Banks were the market's sore spot, as investors took a dim view of JPMorgan, which posted earnings of 74 cents per share, easily beating expectations of 61 cents. Weak top-line revenue and continued credit losses left Wall Street looking for more from the banking titan.
Similarly, investors pushed down shares of Intel, which reported quarterly profit of 40 cents per share, 10 cents above estimates, and giving a bullish outlook as well.
The earnings disappointments clashed with economic reports showing growth but not at a high enough level to pull the Federal Reserve off the sidelines to begin raising interest rates.
Consumer prices rose 0.1 percent in December from November on modest gains in food and energy costs, while the Empire State manufacturing index hit 15.92 in January, a huge leap from its 4.50 reading in December.
Financials led the S&P 500 lower, joined by utilities and energy.
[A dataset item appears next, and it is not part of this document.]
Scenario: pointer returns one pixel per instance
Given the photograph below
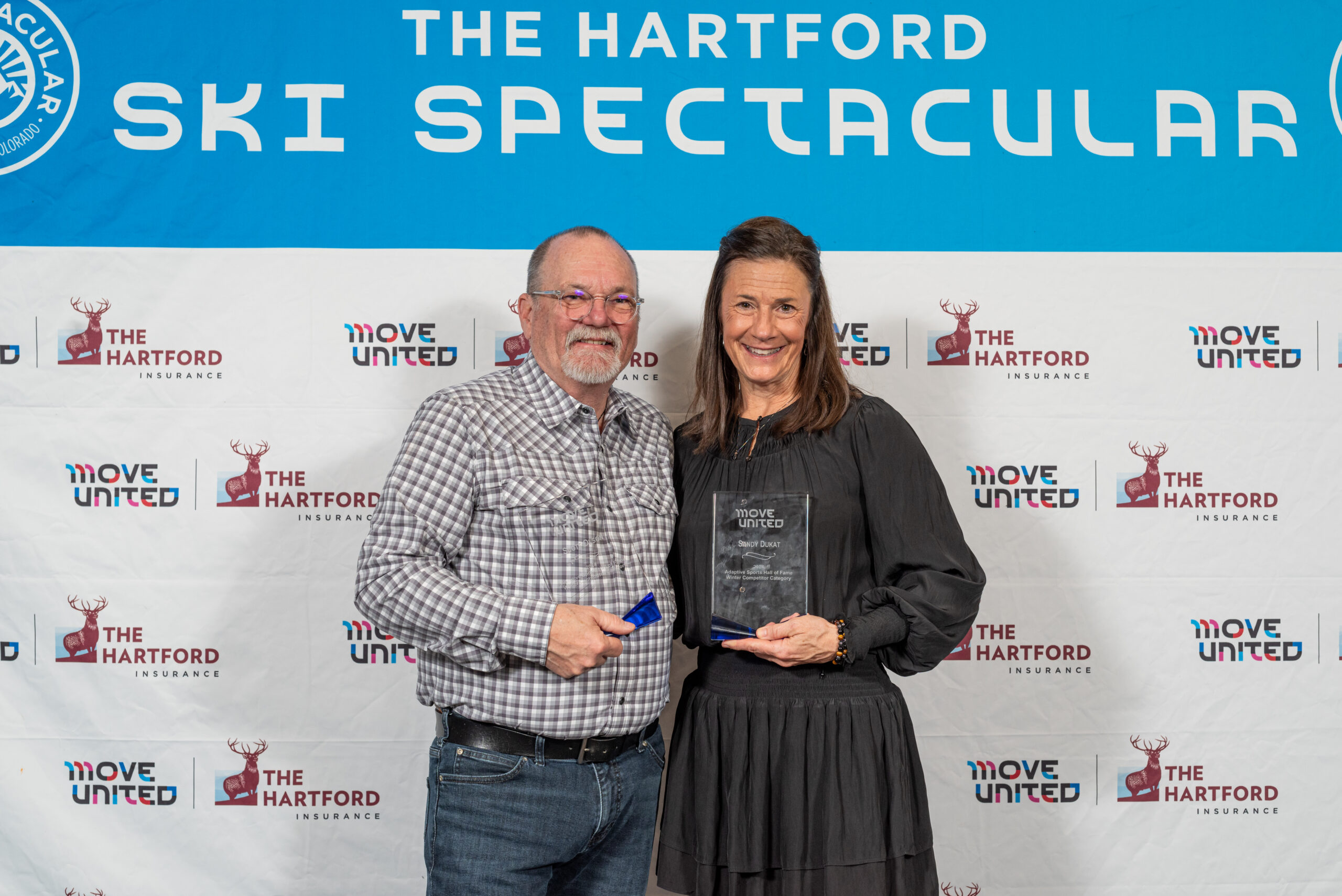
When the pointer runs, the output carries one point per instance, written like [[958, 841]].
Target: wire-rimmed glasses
[[578, 304]]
The broad index saw all 10 of its sectors in negative numbers.
Officemax was the S&P's biggest gainer, surging more than 9 percent after JPMorgan upgraded the company to "overweight" from "neutral."
Elsewhere on the indexes, Home Depot was alone among Dow gainers, while Bank of America combined with JPMorgan as banks weighing on the bluechip index.
Intel helped bring a broad swath of semiconductors into red numbers, with Micron Tech the biggest percentage dropper in the group.
The Dow US Semiconductor index was off 2.3 percent while the US Banks index dropped 2.5 percent. Tobacco and home improvement were the only two Dow indexes to show positive numbers.
The day's other economic indicators did little to brighten the mood.
Stocks fell further after the Reuters/University of Michigan consumer sentiment survey showed little change in early January, despite expectatations that the reading would improve.
On the plus side, Interactive Data shares surged after the provider of financial market information said it was exploring strategic alternatives, which could include a sale of the company.
In deal news, a major move in the cosmetics industry was helping move markets.
Japan's Shiseido is buying San Francisco-based Bare Escentuals for $1.7 billion, the biggest acquisition in Shiseido's 138-year history. The deal, which equates to a 43 percent premium of $18.20 a share, lifted Bare Escentual's shares about 42 percent.
Elsewere in the markets, Hersha Hospitality Trust will offer 45 million common shares at $3, sending its price down.
Sealy shares slipped after earnings showed the first revenue growth in two years but weak margins.
There is one Fed speaker on the calendar today: Richmond Federal Reserve President Jeffrey Lacker will give a speech on the economic outlook at 12:30 pm at a luncheon in Richmond, Va.